How do we build a same-day surgery center that satisfies the needs and desire of everyone – patients, patient families, doctors, anesthesiologists, nurses and surgical support teams?

As Akron Children’s Hospital moves forward with its plans to build a $200 million critical care tower, teams continue to meet, brainstorm and test out architectural designs in a true-to-scale setting during weeklong Kaizens. Kaizen is a Lean term that refers to improving processes continually by making incremental changes.

Parents Beth Tenda and Judy Doyle participate in the Kaizen to design the new outpatient surgery space.

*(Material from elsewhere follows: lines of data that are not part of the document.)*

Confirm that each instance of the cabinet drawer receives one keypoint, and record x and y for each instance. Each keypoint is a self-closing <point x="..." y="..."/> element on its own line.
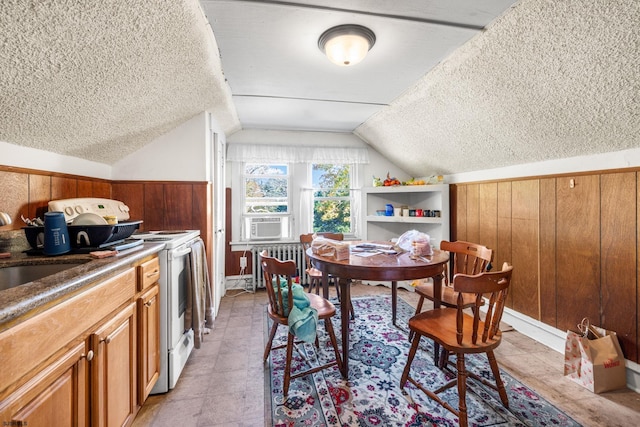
<point x="148" y="274"/>
<point x="27" y="345"/>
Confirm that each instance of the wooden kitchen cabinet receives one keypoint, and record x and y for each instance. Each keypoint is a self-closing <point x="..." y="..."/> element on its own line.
<point x="90" y="360"/>
<point x="148" y="341"/>
<point x="57" y="396"/>
<point x="113" y="370"/>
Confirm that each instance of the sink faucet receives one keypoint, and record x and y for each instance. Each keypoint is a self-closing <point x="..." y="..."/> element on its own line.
<point x="5" y="219"/>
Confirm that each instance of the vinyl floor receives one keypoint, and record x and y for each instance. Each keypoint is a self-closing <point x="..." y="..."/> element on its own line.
<point x="223" y="382"/>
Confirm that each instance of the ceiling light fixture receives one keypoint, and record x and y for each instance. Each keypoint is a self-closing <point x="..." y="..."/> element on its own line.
<point x="346" y="44"/>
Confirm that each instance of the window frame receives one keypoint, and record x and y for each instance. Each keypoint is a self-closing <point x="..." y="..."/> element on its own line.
<point x="350" y="198"/>
<point x="245" y="177"/>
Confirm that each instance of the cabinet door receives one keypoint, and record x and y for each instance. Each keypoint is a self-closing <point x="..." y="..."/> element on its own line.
<point x="57" y="396"/>
<point x="149" y="342"/>
<point x="113" y="370"/>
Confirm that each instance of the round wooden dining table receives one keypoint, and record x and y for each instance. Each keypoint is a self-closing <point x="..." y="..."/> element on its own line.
<point x="379" y="267"/>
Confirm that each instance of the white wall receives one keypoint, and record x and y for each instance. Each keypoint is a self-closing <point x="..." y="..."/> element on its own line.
<point x="179" y="155"/>
<point x="183" y="154"/>
<point x="614" y="160"/>
<point x="31" y="158"/>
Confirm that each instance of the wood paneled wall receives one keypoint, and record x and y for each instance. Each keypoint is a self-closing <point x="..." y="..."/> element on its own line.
<point x="161" y="205"/>
<point x="573" y="241"/>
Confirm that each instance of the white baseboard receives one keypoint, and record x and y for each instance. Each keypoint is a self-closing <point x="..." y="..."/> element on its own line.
<point x="239" y="282"/>
<point x="554" y="339"/>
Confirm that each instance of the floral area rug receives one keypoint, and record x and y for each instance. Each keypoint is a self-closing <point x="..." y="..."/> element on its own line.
<point x="372" y="396"/>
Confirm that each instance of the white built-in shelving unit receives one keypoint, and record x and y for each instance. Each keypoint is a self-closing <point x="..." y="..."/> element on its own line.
<point x="425" y="197"/>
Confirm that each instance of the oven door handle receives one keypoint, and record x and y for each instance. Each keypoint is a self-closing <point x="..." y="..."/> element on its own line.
<point x="179" y="252"/>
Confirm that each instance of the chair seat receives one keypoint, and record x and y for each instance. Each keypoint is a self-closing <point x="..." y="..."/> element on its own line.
<point x="440" y="326"/>
<point x="448" y="297"/>
<point x="325" y="309"/>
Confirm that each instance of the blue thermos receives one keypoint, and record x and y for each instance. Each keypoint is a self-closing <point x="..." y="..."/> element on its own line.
<point x="56" y="234"/>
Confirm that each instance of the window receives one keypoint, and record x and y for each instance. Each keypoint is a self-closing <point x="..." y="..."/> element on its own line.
<point x="332" y="198"/>
<point x="266" y="188"/>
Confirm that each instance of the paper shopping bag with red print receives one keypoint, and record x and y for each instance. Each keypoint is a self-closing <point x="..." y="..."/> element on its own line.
<point x="594" y="359"/>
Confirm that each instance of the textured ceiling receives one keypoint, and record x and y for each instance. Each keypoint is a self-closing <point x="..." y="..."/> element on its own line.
<point x="547" y="80"/>
<point x="99" y="79"/>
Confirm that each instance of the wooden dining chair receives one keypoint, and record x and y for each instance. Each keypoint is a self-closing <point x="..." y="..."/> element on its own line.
<point x="315" y="275"/>
<point x="461" y="333"/>
<point x="466" y="258"/>
<point x="275" y="272"/>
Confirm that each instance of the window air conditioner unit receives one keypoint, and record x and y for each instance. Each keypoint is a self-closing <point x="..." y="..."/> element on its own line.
<point x="265" y="228"/>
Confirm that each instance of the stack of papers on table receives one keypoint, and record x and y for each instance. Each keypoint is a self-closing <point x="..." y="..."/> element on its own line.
<point x="369" y="249"/>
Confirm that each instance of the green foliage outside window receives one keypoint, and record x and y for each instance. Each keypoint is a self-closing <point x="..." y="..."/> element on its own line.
<point x="331" y="198"/>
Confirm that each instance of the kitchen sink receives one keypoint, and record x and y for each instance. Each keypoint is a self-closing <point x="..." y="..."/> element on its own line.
<point x="16" y="275"/>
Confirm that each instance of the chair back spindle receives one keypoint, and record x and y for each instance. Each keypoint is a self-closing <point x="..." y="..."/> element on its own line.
<point x="491" y="286"/>
<point x="277" y="272"/>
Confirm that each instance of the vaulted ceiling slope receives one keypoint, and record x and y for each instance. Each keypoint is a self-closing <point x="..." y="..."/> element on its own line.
<point x="100" y="79"/>
<point x="547" y="80"/>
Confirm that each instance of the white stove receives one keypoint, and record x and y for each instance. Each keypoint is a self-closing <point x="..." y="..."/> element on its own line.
<point x="172" y="238"/>
<point x="176" y="341"/>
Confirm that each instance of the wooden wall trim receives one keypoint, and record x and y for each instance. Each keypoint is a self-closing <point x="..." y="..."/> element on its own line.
<point x="559" y="175"/>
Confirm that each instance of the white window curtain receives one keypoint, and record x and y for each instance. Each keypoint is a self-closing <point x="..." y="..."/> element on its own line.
<point x="257" y="153"/>
<point x="303" y="218"/>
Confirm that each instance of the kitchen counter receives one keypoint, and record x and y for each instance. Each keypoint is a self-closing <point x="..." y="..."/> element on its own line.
<point x="36" y="296"/>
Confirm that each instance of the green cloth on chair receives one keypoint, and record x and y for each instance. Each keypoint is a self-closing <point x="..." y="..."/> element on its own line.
<point x="303" y="319"/>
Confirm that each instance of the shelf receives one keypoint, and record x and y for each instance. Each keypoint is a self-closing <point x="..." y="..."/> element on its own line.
<point x="407" y="188"/>
<point x="405" y="219"/>
<point x="425" y="197"/>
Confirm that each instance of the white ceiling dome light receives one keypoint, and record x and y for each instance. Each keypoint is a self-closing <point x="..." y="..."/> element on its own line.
<point x="346" y="45"/>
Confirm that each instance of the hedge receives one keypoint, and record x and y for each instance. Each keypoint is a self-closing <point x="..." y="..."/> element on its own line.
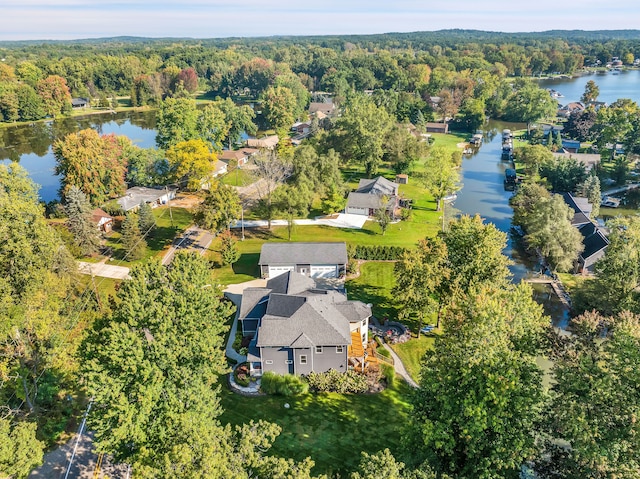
<point x="376" y="252"/>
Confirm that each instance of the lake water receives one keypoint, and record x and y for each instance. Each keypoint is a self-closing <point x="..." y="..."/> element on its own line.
<point x="612" y="87"/>
<point x="30" y="145"/>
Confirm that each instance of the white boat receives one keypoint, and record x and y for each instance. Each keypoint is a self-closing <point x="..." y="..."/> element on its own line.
<point x="610" y="202"/>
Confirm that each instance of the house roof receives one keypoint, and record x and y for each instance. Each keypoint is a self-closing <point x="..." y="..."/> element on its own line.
<point x="594" y="241"/>
<point x="308" y="318"/>
<point x="581" y="216"/>
<point x="227" y="155"/>
<point x="98" y="214"/>
<point x="589" y="160"/>
<point x="266" y="142"/>
<point x="378" y="186"/>
<point x="139" y="194"/>
<point x="326" y="108"/>
<point x="303" y="253"/>
<point x="290" y="283"/>
<point x="364" y="200"/>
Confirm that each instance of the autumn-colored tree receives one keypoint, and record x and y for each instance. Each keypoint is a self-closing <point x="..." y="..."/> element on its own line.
<point x="55" y="95"/>
<point x="93" y="163"/>
<point x="191" y="163"/>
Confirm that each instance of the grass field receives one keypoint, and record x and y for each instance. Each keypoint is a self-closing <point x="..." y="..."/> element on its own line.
<point x="330" y="428"/>
<point x="169" y="223"/>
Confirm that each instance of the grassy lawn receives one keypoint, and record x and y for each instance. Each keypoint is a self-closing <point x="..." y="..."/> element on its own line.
<point x="330" y="428"/>
<point x="412" y="351"/>
<point x="168" y="225"/>
<point x="374" y="286"/>
<point x="238" y="177"/>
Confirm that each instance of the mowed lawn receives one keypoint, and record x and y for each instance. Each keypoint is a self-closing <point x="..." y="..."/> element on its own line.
<point x="332" y="429"/>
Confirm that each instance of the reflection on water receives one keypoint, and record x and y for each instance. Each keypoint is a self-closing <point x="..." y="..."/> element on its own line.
<point x="483" y="193"/>
<point x="30" y="144"/>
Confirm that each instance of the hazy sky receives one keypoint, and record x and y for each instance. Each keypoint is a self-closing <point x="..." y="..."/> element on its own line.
<point x="69" y="19"/>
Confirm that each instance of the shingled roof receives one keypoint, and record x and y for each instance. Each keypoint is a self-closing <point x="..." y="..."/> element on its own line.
<point x="308" y="318"/>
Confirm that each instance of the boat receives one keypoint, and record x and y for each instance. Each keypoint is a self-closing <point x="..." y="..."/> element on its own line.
<point x="610" y="202"/>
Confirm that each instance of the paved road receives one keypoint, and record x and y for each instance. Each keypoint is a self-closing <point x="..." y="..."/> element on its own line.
<point x="399" y="367"/>
<point x="56" y="463"/>
<point x="193" y="238"/>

In September, a team representing outpatient surgery gathered in a warehouse, where cardboard-like walls defined surgical suites, recovery rooms, pre-op areas and other spaces and allowed doctors, nurses and patients to move through their typical day.

As the Kaizen began, several issues were front and center:

  • The need to create the ideal number of surgical suites based on current patient volumes as well as future growth.
  • The need to keep the ORs running as efficiently as possible, taking into consideration the ebb and flow of higher and lower volume procedures, as well as planned and emergency cases.
  • Focus on flow – How much walking will be required for patient families, as well as the doctors and nurses?
  • Movement of supplies in and out of the ORs. Surgical instruments come into the room sterile and the proper equipment must be assembled for each case, whether it’s an ENT procedure, an eye surgery or an orthopedic case.
  • Providing a calm environment that promotes privacy.

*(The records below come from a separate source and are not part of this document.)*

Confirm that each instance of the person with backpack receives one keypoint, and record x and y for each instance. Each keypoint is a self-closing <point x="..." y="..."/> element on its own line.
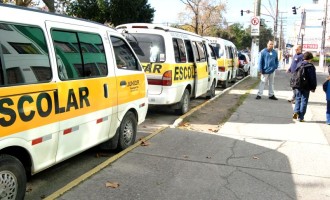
<point x="326" y="89"/>
<point x="297" y="58"/>
<point x="304" y="81"/>
<point x="268" y="63"/>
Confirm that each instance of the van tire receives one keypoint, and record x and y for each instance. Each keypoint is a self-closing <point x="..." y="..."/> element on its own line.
<point x="211" y="92"/>
<point x="184" y="103"/>
<point x="12" y="178"/>
<point x="127" y="131"/>
<point x="225" y="83"/>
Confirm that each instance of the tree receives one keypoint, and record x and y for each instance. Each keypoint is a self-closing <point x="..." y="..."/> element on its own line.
<point x="95" y="10"/>
<point x="202" y="15"/>
<point x="50" y="5"/>
<point x="130" y="11"/>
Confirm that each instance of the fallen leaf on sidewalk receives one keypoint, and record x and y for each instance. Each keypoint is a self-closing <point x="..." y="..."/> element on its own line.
<point x="102" y="155"/>
<point x="112" y="184"/>
<point x="145" y="143"/>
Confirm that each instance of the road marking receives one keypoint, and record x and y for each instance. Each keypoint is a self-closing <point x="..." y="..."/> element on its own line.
<point x="98" y="168"/>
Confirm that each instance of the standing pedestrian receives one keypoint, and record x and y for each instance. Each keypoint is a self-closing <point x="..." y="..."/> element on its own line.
<point x="297" y="58"/>
<point x="302" y="93"/>
<point x="326" y="89"/>
<point x="268" y="63"/>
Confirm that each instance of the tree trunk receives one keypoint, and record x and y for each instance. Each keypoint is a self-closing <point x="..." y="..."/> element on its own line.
<point x="24" y="3"/>
<point x="50" y="5"/>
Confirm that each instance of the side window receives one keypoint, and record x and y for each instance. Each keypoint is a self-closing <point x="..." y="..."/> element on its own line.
<point x="212" y="52"/>
<point x="125" y="58"/>
<point x="24" y="55"/>
<point x="79" y="55"/>
<point x="201" y="51"/>
<point x="179" y="51"/>
<point x="189" y="50"/>
<point x="195" y="51"/>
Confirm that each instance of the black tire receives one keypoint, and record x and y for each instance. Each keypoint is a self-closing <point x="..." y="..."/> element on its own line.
<point x="184" y="103"/>
<point x="247" y="72"/>
<point x="12" y="178"/>
<point x="211" y="92"/>
<point x="127" y="131"/>
<point x="225" y="83"/>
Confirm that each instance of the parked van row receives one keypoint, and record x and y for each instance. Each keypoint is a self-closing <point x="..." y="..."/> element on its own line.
<point x="67" y="85"/>
<point x="179" y="65"/>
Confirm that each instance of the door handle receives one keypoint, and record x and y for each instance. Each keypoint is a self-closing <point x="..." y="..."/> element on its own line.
<point x="105" y="90"/>
<point x="123" y="83"/>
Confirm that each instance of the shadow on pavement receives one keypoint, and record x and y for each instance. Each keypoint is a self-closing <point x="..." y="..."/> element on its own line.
<point x="180" y="164"/>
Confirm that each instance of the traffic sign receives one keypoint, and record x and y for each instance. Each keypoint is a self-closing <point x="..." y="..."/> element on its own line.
<point x="255" y="26"/>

As the week began, it felt like this was an impossible task to come up with a floor plan that addressed all of these concerns and made everyone – from the anesthesiologists to the surgeons and the surgical support team – happy.

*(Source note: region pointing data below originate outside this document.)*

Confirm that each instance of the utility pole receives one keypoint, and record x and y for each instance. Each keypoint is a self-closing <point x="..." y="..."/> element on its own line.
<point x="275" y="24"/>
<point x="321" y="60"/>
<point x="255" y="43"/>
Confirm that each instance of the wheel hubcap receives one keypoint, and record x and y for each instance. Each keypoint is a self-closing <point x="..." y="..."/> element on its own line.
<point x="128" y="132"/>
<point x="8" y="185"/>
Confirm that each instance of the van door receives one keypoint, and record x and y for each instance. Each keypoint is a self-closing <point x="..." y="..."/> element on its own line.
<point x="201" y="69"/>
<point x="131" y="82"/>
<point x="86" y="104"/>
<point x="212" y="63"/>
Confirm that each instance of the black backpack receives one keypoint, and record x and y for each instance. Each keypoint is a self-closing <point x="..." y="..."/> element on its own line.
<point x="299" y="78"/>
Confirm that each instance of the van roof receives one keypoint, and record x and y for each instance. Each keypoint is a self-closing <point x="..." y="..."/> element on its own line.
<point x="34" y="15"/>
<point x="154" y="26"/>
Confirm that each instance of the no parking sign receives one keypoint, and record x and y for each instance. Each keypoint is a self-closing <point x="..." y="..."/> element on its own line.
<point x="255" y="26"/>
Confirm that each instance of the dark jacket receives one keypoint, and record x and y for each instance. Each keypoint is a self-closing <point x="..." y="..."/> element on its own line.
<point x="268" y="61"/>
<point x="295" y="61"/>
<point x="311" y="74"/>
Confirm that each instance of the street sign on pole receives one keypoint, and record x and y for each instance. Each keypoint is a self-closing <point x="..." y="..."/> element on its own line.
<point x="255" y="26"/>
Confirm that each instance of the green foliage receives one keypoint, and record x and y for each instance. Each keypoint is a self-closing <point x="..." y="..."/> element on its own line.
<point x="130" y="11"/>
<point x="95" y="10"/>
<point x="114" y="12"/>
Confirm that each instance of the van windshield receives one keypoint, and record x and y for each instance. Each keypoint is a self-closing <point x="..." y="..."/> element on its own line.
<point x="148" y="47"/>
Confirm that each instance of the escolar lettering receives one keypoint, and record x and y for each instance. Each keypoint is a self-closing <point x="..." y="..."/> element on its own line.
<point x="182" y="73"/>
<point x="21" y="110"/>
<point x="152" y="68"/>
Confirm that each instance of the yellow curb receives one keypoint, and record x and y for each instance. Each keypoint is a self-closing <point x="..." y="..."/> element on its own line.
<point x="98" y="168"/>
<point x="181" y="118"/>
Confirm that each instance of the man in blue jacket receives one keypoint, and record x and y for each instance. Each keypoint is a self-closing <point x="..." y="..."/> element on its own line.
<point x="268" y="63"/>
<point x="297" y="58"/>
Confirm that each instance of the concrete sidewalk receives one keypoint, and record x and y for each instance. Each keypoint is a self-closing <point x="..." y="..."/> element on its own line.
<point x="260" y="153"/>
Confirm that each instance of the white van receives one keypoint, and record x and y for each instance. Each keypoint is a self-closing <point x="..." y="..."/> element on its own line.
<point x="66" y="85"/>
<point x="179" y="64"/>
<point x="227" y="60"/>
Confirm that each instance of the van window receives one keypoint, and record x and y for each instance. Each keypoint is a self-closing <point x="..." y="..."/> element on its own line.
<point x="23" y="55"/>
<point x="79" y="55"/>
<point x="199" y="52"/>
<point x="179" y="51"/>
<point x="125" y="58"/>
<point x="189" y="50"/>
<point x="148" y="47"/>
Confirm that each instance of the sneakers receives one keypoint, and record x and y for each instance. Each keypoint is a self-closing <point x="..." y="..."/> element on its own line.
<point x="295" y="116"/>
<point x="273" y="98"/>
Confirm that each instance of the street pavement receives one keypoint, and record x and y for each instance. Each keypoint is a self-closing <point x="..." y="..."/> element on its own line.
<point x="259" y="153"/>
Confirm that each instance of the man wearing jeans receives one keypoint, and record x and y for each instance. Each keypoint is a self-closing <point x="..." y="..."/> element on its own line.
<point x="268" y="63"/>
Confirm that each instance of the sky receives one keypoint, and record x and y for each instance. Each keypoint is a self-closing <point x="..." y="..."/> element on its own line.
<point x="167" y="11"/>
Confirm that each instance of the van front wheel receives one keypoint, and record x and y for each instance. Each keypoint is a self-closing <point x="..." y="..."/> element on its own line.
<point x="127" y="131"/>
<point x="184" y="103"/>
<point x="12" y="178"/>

We were reminded again that Akron Children’s is a dedicated pediatric hospital and that children are not “just small adults.” The team worked to ensure excellent sight lines of patients in the recovery unit design to enhance patient safety.

“Unlike an adult hospital, children in the recovery unit don’t necessarily stay in bed,” said clinical coordinator Tina Sanzone, RN, BSN. “We need to have patients in view to ensure patient safety.”

The team went through phases of anticipation, discouragement and hope as each day welcomed success, frustration and new architectural drawings of the space. Each layout, when constructed three-dimensionally, generated dissatisfaction that the ideal plan still had not been developed.

Until Day Four.

When the exhausted team found their architectural team had worked overnight to meld the best ideas from two of the previous designs, they realized they finally had a winner.

The last design greatly improved patient flow. It offered easy access to storage. Doctors and nurses were not wasting extra steps within surgical suites or between them and other key spaces. The plan built in flexibility for growth and change down the road.

“The translation of design from paper to three dimensions can be eye opening,” said Beth Carr, MSN, MBA, RN, director of Nursing for Surgical Services. “When you see a design on paper, you envision it to work correctly. It’s not until you are actually in the space, and moving within it, that you realize it may not be ideal. The process takes time and patience. When you think there are no options, options present themselves.”